Como as coisas da Justiça
ainda não eram bem conhecidas na Rondônia daqueles tempos, algumas
pessoas, mesmo intimadas a comparecer no Fórum para ser juízes de
fato, não apareciam.
Para efetivar as punições, o
Juiz começou a ler, em voz alta, os nomes dos jurados faltosos, para
que o cartório judicial providenciasse o chamamento deles à
responsabilidade.
Uma funcionária do Fórum,
sabedora de que aqueles nomes estavam sendo apontados como relapsos
para com o Tribunal do Júri, estranhou a leitura de um desses nomes
e disse ao Juiz:
- Mas, Excelência, esse senhor não faltou, não! Eu o vi todos os dias aqui sentado no salão do Tribunal do Júri.
Todos estranharam a informação
e começaram a investigar o que se passara. Nas pequenas cidades do
interior, isso é tarefa extremamente fácil.
Descobriram que a surdez
acometera aquele jurado e que, mesmo presente para a realização dos
julgamentos, não ouvira chamarem seu nome.

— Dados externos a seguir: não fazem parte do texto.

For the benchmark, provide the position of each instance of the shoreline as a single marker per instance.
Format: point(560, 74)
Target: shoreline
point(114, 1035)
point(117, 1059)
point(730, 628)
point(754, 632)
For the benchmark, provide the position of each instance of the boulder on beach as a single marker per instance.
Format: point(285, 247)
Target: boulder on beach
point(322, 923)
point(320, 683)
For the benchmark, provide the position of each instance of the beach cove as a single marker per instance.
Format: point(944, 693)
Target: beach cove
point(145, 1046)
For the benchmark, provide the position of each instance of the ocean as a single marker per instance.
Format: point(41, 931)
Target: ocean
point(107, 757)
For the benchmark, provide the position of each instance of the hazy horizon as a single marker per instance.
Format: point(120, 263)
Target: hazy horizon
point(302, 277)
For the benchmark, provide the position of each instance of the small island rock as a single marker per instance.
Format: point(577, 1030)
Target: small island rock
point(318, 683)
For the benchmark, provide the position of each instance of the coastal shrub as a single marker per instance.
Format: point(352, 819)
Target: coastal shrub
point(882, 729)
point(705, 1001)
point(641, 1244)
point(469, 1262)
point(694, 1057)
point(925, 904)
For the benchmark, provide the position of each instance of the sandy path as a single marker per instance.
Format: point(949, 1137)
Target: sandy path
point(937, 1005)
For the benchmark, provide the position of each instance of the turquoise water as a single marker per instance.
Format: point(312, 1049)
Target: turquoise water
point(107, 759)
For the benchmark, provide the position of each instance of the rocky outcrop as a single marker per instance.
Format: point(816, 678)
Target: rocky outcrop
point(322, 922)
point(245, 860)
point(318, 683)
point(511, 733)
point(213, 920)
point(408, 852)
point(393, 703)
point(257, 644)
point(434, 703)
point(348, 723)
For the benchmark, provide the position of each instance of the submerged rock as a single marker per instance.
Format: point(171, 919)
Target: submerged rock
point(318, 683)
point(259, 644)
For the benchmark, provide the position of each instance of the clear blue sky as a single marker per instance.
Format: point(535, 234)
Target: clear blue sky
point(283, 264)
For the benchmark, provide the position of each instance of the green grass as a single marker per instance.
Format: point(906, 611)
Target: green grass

Mesmo chamado seu nome diversas
vezes no salão, ele ficou impávido, pois estava surdo como uma
porta.
Vamos ao segundo “causo'.
Nesta mesma cidade de Pimenta
Bueno deu-se a conhecer outro efeito, este mais constrangedor, da
velhice.
O fato ocorreu numa audiência
feita para tentar reconciliar um casal que pretendia separar-se. O
Juiz tentou por todos os meios salvar aquele casamento, embora
percebesse que a diferença de idade entre os cônjuges era bem
grande.
A mulher era muito mais nova.
Como continuassem no firme propósito de darem fim ao casamento, o
Juiz, já exasperado, perguntou-lhes qual era o verdadeiro motivo da
separação. A mulher esclareceu, na bucha, o motivo.
- Acontece que ele só chupa, não faz mais nada na cama, Doutor – disse, na lata, a mulher.
A resposta caiu como uma bomba
naquele ambiente judicial, tão formal e presenciado por pessoas não
acostumadas com um linguajar tão direto.
Ao magistrado somente restou
pigarrear, olhar para os lados e, como que livrando-se de um peso,
sentenciou, concedendo a separação:
- Conciliação infrutífera por manifestação expressa das partes.Nota do autor do blog: fico imaginando, presente nessa audiência judicial, o locutor Galvão Bueno. Depois dessa resposta acachapante da mulher, justificando a separação, acho que ele diria, ou melhor, gritaria:
- ACABOOOUUU! ACAAABOUUU! ELE É BROXAAA! ELE ÉÉÉÉ BROXAAA!